Tests have shown that the CPU cost of parsing and saving the same 5000 threads per second is about a quarter of the CPU core, and the disk space occupied is on average 11-14 bytes per slightly truncated stream.
Advantages of the scheme:
- the ability to ask arbitrary questions about the state of the network using the SQL dialect;
- undemanding of resources and horizontal scalability. Old / slow processors and magnetic hard disks will do;
- if necessary, a full-fledged data pipeline is collected for analyzing network events, including in real time using Kafka Streams, Flink or analogs;
- the ability to change the storage to an arbitrary minimum means.
Cons too decent:
- to ask questions, you need to know well SQL and its ClickHouse dialect; there are no ready reports and graphs;
- Many new moving parts in the form of Kafka, Zookeeper and ClickHouse. The first two are in Java, which can cause rejection for religious reasons. For me personally, this was not a problem, since all this was somehow used in the organization;
- have to write code. Either a “shovel” transferring data from Kafka to ClickHouse, or an adapter for recording directly from GoFlow.

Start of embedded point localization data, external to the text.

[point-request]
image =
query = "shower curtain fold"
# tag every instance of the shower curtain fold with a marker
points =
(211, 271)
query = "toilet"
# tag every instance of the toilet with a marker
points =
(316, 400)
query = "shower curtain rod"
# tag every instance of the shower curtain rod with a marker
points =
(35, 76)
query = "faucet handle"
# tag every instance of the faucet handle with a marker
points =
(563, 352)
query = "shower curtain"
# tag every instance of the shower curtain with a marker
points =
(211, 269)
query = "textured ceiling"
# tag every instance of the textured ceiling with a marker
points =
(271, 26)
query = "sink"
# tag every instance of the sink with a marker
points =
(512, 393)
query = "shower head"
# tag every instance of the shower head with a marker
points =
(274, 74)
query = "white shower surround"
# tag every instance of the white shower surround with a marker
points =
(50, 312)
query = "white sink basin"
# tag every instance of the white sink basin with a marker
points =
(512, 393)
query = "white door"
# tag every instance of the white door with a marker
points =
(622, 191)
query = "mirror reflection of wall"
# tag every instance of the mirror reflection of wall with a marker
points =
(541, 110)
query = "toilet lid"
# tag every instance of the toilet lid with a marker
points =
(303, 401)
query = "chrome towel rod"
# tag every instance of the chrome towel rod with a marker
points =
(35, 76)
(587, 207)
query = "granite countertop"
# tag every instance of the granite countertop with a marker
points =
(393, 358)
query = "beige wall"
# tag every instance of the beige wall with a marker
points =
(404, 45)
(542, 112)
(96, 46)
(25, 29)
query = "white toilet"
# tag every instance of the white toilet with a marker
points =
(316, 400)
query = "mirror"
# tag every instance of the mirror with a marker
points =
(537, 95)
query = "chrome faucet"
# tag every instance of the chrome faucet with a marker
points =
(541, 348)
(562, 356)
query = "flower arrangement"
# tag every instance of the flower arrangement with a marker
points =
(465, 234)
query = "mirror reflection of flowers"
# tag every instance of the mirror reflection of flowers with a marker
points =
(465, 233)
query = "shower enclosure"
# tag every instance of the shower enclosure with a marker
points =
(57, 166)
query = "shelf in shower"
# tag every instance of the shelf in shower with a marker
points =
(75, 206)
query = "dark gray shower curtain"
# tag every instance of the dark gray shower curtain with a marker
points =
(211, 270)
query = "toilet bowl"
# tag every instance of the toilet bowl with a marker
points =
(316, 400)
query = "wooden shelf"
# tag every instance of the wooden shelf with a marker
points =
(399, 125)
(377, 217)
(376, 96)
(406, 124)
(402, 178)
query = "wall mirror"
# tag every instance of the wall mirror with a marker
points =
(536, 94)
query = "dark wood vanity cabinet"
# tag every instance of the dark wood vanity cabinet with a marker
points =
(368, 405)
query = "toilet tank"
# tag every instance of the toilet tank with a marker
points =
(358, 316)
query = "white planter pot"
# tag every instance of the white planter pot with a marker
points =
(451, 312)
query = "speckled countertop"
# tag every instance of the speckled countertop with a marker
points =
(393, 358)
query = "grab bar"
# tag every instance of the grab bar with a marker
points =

- It is necessary to adjust the rotation according to the size of the data in Kafka and ClickHouse, and then check that it really works. In Kafka there is a limit on the size of the log partition, and in ClickHouse there is a partition with an arbitrary key. A new partition every hour and the removal of unnecessary partitions every 10 minutes work well for operational monitoring and are made from a few lines of script;
- “Shovel” benefits from the use of consumer groups , allowing you to add more “shovels” in order to scale and resiliency;
- Kafka allows you not to lose data when dropping “shovels” or ClickHouse itself (for example, from a heavy query and / or incorrectly limited resources), but it is better, of course, to carefully configure the database;
- If you will be collecting sFlow, remember that some switches by default change the sampling rate of packets on the fly, and it is indicated for each flow.
As a result, a tool for monitoring the situation in the network, in real-time plus or minus, as well as in historical perspective, was obtained from open source components and blue electrical tape. Despite his knee pads, he has already helped reduce the time to resolve several incidents at times.